A reviravolta decorre das rearrumações táticas e da busca por alinhamento tático no âmbito da diretoria estadual do Partido Liberal. Enquanto a cúpula buscou redesenhar a chapa para atender a conveniências políticas imediatas, a manobra acabou por desconsiderar acordos prévios que haviam sido formalizados internamente durante os trâmites partidários.
Em suas declarações, Marcelo Maluf fundamentou seu descontentamento ressaltando que o convite inicial não representou um mero diálogo informal, mas sim uma construção política devidamente homologada na Convenção Partidária. O empresário destacou que já havia mobilizado apoiadores, estruturado diretrizes e iniciado a montagem das equipes de atuação ao lado da chapa de Fagundes.
O tom do protesto subiu de intensidade quando Maluf classificou a alteração repentina como uma manifestação de falta de respeito pessoal e político por parte do senador e do PL estadual.

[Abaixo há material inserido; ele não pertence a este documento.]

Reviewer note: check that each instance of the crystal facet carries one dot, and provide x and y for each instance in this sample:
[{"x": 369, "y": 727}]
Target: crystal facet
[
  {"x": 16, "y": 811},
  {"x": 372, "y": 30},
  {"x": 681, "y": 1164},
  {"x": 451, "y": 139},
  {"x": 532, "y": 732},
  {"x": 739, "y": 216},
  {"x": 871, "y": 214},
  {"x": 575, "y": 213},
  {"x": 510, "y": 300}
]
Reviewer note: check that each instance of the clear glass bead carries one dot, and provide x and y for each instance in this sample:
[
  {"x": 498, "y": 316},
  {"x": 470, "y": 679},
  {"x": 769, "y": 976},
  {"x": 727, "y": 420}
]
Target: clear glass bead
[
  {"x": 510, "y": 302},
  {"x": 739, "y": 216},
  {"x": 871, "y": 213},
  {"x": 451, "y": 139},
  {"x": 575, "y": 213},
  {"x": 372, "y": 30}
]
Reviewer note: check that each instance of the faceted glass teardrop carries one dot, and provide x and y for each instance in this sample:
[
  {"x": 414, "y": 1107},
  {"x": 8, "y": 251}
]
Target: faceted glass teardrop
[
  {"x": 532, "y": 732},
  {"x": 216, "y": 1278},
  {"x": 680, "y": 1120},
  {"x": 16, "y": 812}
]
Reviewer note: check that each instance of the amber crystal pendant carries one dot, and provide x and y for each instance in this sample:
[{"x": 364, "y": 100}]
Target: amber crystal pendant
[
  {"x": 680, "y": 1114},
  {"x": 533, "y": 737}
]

Em forte apelo ético, o empresário sustentou que lideranças incapazes de honrar compromissos assumidos internamente carecem de credibilidade para pleitear a confiança de mais de três milhões de mato-grossenses.
Diante da irreversibilidade do cenário, o empresário sinalizou sua recusa em naturalizar práticas políticas marcadas por quebras de palavra e pela volatilidade das parcerias. Afirmando estar de consciência tranquila por haver cumprido integralmente todas as exigências pactuadas, Maluf enfatizou que caberá aos articuladores da mudança responder perante a opinião pública pelas decisões adotadas.
O desfecho do conflito insere um componente de incerteza e desgaste reputacional na pré-campanha de Wellington Fagundes, que agora precisará reestruturar seu discurso de unidade e integrar Alencar Farina à chapa.
O episódio reforça a máxima atribuída a Lionel Brizola de que “a política ama a traição, mas odeia o traidor“, deixando para o eleitorado o julgamento sobre a maturidade ética dos projetos colocados em disputa.